Almost Five Million Patients Worldwide Under Remote Monitoring


There's a great potential for remote monitoring in healthcare. The practice of giving patients a set of devices — some wearable, others not — that allow physicians to chart an outpatient can be a huge cost savings and morale boost. How is this potential lining up to reality? A new report from Berg Insight shows growth and untapped potential.

The total numbers of patients under remote monitoring was up 51 percent, reaching 4.9 million in 2015. This push came from a combination of factors, including an increasing number of physicians and medical facilities willing and able to put the tools to work.  Moreover, these figures only include those who are using connected devices as part of a specific medical regimen; it doesn't factor in the numbers of individuals using personal health tracking systems. With that in mind, the tech’s projected CAGR of 48.9 percent through 2020 may even be conservative.

Perhaps the biggest two devices in this market will be cardiac rhythm management and sleep therapy devices. Sleep therapy actually accounted for the largest growth in the field for 2015, with ResMed's Air Solutions line of devices proving particularly successful. Air Solutions uses a cellular-based machine-to-machine (M2M) module as a standard feature, packing in a set of software tools to better track and respond to issues.

2015 also saw the rise of cellular connectivity stepping ahead of both public switched telephone network (PSTN) and local area network (LAN) connectivity as the most widely-used. Berg Insight is also looking for future expansion, as noted by its senior analyst Lars Kurkinen. Kurkinen looked for a major rise in bring your own device (BYOD) monitoring operations, with a patient's own mobile device of choice serving as a “health hub”. This is particularly helpful for diabetic and asthmatic patients, calming fears of sudden attacks.

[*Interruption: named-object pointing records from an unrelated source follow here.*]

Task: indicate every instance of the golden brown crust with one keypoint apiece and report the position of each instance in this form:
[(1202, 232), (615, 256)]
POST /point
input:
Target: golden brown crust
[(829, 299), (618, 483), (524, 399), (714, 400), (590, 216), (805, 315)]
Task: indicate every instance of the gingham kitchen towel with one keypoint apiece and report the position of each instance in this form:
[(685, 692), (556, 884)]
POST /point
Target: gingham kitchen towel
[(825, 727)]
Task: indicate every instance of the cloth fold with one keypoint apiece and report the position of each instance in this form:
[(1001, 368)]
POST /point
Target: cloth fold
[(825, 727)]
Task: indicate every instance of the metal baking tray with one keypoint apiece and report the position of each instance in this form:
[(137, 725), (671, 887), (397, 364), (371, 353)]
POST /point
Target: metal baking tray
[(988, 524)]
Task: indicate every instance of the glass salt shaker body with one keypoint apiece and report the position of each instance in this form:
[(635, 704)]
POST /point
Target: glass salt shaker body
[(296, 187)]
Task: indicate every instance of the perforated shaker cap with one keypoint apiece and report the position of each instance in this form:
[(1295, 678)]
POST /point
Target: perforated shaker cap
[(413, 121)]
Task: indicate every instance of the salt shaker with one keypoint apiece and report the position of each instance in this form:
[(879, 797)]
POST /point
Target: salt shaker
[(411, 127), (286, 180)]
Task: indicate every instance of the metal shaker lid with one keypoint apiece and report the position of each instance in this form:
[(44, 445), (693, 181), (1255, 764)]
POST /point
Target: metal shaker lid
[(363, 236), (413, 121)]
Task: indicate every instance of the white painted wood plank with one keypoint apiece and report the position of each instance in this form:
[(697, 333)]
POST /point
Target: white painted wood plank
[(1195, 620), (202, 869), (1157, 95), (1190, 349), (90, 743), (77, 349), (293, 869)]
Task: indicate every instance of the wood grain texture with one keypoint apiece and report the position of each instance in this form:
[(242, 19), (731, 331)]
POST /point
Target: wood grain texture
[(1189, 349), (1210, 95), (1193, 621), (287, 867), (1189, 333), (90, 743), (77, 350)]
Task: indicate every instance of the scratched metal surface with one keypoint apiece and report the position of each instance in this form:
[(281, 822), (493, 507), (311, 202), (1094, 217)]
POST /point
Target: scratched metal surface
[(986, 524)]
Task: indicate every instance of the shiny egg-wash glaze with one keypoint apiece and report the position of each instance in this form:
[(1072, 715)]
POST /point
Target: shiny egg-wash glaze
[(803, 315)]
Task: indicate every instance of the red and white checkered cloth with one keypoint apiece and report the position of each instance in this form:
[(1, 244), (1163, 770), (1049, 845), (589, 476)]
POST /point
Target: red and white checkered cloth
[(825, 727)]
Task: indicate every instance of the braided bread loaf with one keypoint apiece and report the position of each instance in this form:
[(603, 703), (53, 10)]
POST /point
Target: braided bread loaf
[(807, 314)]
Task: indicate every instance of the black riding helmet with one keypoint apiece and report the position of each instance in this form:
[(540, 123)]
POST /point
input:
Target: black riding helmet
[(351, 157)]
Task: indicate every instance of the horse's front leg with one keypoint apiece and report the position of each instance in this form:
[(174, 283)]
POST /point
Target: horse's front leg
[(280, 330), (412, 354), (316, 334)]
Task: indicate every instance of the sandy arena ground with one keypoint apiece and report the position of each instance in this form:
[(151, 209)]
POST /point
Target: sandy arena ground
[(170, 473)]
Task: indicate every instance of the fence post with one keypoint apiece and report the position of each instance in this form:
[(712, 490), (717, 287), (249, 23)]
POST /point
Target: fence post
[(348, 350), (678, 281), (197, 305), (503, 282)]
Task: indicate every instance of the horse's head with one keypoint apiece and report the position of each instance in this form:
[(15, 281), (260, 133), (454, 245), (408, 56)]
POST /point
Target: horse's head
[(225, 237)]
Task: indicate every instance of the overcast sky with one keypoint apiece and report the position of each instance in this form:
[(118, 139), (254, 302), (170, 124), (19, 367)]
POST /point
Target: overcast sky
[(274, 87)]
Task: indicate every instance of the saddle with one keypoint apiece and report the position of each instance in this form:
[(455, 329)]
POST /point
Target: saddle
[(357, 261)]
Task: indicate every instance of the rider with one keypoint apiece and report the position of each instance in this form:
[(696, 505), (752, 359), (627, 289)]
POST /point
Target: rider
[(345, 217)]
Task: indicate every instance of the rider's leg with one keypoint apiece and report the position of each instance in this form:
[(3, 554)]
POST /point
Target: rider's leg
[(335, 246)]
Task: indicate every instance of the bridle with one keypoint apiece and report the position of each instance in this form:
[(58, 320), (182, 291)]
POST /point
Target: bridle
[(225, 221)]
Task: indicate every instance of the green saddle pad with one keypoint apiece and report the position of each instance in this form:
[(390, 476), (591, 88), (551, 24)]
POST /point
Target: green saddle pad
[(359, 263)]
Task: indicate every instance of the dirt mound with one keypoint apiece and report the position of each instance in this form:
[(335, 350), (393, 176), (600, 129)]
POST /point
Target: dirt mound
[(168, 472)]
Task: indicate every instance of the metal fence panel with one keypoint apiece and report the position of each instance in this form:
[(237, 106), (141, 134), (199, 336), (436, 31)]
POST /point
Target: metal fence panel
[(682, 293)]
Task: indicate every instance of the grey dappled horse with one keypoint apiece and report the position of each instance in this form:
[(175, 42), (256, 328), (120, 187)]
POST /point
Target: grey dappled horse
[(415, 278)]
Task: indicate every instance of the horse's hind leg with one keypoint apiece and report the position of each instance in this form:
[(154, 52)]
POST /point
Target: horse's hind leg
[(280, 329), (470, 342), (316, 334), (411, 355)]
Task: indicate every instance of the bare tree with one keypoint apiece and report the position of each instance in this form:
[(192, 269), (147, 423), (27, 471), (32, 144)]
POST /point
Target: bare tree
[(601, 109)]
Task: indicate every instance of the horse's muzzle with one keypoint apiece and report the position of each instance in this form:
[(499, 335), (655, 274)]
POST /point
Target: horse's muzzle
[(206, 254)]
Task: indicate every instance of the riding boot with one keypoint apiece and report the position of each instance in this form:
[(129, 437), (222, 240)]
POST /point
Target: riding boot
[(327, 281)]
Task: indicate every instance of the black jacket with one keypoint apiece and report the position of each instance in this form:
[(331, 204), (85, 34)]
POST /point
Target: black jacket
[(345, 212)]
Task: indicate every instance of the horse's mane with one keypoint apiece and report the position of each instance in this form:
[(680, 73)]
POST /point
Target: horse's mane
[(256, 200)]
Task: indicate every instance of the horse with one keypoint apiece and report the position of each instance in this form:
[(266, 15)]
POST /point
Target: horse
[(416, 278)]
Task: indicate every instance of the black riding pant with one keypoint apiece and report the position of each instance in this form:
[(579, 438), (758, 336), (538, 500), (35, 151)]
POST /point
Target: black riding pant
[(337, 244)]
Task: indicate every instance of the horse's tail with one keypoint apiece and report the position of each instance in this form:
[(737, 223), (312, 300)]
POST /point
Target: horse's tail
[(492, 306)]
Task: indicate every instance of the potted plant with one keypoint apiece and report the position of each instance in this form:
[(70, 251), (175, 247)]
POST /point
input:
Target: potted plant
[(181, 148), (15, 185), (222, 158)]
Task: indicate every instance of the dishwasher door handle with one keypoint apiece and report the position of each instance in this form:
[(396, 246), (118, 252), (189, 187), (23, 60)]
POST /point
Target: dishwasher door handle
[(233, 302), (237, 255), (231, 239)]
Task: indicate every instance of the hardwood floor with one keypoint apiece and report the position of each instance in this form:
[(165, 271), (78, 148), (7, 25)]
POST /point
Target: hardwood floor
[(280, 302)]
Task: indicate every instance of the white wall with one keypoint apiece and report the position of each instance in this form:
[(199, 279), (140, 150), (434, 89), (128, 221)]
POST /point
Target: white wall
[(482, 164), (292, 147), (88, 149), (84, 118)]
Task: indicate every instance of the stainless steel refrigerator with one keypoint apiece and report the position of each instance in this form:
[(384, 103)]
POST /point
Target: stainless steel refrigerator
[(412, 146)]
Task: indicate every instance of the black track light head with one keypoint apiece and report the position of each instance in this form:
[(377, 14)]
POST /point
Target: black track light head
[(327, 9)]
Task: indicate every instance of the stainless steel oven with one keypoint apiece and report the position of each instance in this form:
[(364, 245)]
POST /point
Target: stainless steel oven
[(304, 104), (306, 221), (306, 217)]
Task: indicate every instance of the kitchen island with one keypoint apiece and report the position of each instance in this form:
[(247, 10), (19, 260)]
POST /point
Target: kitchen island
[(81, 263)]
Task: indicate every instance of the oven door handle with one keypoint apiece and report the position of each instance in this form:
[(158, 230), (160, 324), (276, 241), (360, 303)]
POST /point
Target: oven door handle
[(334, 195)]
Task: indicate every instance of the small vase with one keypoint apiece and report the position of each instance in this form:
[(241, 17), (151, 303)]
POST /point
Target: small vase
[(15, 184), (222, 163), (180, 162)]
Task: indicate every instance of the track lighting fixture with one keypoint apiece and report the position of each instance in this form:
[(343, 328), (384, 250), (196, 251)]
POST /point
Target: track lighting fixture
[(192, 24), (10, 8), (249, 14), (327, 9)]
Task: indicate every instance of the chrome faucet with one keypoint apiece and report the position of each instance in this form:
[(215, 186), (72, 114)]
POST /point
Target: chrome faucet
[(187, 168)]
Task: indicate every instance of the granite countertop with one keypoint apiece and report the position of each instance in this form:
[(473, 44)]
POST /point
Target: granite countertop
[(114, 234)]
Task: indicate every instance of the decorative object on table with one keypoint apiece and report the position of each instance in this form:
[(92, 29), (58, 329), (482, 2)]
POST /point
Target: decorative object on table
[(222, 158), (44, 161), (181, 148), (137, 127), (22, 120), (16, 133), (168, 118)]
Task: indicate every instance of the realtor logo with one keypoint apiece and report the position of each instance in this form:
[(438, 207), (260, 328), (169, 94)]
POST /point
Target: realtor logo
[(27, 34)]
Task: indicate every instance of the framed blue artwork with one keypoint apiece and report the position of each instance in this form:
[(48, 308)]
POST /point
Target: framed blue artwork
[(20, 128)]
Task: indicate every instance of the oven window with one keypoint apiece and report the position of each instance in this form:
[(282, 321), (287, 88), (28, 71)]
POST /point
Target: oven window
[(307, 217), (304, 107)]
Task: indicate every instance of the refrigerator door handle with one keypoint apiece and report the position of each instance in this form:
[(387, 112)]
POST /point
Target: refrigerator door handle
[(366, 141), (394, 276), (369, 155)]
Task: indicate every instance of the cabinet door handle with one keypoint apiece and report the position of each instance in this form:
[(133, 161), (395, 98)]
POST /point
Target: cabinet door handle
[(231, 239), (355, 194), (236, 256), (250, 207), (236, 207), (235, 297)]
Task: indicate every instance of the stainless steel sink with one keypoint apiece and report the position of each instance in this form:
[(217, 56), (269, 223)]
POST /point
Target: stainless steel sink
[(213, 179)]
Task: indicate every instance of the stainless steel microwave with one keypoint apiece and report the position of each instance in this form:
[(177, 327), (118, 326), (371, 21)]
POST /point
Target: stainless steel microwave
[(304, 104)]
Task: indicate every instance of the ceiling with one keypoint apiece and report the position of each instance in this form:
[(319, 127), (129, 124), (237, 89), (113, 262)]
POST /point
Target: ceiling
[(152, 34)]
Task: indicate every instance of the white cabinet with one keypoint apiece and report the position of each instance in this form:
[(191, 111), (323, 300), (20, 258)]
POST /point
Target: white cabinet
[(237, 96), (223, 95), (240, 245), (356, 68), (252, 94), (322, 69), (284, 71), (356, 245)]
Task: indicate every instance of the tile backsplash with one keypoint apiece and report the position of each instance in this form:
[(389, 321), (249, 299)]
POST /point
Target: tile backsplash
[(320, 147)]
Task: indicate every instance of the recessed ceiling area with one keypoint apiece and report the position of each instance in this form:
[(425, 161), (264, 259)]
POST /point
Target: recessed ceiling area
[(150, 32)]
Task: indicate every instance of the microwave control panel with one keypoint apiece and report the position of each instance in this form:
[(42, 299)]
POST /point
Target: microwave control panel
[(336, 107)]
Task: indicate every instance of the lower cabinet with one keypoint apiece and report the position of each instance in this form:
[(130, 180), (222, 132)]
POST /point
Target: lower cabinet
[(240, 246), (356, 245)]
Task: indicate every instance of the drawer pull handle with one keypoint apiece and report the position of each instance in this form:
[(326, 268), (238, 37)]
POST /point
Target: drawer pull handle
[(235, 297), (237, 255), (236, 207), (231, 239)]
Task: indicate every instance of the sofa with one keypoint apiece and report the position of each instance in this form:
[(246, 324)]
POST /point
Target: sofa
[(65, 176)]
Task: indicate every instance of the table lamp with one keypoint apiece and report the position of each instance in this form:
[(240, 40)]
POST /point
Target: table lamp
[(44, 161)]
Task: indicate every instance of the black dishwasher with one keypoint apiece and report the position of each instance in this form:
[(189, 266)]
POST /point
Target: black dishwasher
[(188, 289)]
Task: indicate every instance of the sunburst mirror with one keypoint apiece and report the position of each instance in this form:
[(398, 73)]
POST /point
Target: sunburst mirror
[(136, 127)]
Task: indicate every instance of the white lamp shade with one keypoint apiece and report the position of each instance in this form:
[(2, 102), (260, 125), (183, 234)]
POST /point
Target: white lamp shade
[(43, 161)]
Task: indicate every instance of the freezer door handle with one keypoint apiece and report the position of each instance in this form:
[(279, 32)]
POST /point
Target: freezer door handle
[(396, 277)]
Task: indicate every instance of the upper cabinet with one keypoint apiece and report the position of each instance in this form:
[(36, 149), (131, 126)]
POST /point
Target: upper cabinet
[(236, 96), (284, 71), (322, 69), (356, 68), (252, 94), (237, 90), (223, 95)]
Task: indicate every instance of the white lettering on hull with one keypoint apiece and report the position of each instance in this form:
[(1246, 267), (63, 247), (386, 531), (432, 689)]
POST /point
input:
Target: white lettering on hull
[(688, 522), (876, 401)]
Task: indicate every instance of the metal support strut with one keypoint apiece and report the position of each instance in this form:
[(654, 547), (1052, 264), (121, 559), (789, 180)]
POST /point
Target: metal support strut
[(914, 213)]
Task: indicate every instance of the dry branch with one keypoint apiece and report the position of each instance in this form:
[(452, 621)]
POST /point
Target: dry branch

Users that are more at ease are also somewhat more likely to stick to prescribed treatment courses, as it's less a habit that needs to be learned and more an extension of everyday life. That's a point in BYOD's favor, but also for remote patient monitoring systems. Fewer patients in hospital beds mean fewer hospital beds needed, though some might well be maintained for emergency use. Fewer beds means less maintenance, and better maintenance in active areas. That further improves patient outcomes without major cost hikes.

The medical system desperately needs to lower costs—the health insurance saga of the last couple years proves that—and in the end, the more costs are saved, the lower the cost to the patient. That's a very desirable outcome, especially if service doesn't suffer, and a point that makes remote monitoring all the more valuable.